Not only clamp/min/max are implemented in hardware and do no branching, but if you have simple code like this:
if(var1>1.33){
var2 = 7;
var3 = var4-5.0;
}

There will be no branching, either. Thanks to conditional execution (a flag specifying whether/when the instruction should be executed).
x86 cpus have CMOVxx instructions that do the same (but are limited to “mov”), and ARM cpus have exactly the same flags on every instruction.
Also, if real branching is done on all gpu cores at the same instruction (coherent branching), it only takes 2 gpu cycles.
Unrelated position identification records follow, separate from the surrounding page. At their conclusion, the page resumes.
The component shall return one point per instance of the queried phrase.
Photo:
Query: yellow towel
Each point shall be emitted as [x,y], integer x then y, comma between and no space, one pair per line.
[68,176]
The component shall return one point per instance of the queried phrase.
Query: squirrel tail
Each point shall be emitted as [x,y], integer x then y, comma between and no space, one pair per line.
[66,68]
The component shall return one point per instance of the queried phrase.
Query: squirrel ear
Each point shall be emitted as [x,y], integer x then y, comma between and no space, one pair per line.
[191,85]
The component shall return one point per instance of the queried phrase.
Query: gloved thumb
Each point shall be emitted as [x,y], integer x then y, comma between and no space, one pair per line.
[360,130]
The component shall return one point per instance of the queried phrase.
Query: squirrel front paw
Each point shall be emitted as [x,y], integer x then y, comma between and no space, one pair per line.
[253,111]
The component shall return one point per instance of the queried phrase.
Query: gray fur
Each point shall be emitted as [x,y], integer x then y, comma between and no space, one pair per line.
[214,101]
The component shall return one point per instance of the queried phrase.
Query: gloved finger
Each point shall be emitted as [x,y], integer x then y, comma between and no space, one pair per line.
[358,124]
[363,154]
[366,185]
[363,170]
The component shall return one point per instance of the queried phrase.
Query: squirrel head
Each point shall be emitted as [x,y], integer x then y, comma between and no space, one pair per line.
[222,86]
Coherent branching is obviously guaranteed if you loop uniform_N times. The slowness with uniform-looping comes mostly from the extra loop-preparation instructions that compilers still don’t optimize well enough.

awhig · July 1, 2009, 10:34am

@llian Dinev:

This is an interesting information.I never new that.
Does special conditional flag exist for gpus like amd , nvidia?
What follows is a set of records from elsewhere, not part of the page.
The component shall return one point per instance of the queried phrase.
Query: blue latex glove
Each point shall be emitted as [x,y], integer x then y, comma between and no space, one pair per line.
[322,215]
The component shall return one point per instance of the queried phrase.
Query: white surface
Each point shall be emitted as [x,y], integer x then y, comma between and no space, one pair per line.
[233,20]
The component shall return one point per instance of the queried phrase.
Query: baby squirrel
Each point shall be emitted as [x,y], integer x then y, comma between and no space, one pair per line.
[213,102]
ok, if i use if-else pair and only “if” then will conditional execution take place for former?
Thank you again.

Brolingstanz · July 1, 2009, 11:22am

Cg’s command line compiler cgc will generate an assembly listing for your inspection. Otherwise I think you’re pretty much at the mercy of vendor perf documents and good old fashioned testing.

djmj10 · September 20, 2009, 2:06pm

Do they really use if clauses ?, this is some basic math we learn at college, should this not be faster then an if clause and an compare operation ?

max(x,y) = 1/2 * (x + y + |x - y|)
min(x,y) = 1/2 * (x + y - |x - y|)

someone compared original c++ max with these functions and achieved double performance with the above equations

Ilian_Dinev · September 20, 2009, 2:13pm

Ouch . No need for arithmetic like that.
GPU hardware is not as ridiculous as a 386 cpu. The silicon logic’s schematic for min/max/clamp is really easy, it’s just been missing from Intel cpus until SSE came.

The_Fiddler · September 20, 2009, 9:59pm

Not to mention that this implementation of min/max is prone to overflow and/or precision issues…

system · October 19, 2021, 7:30pm

This topic was automatically closed 183 days after the last reply. New replies are no longer allowed.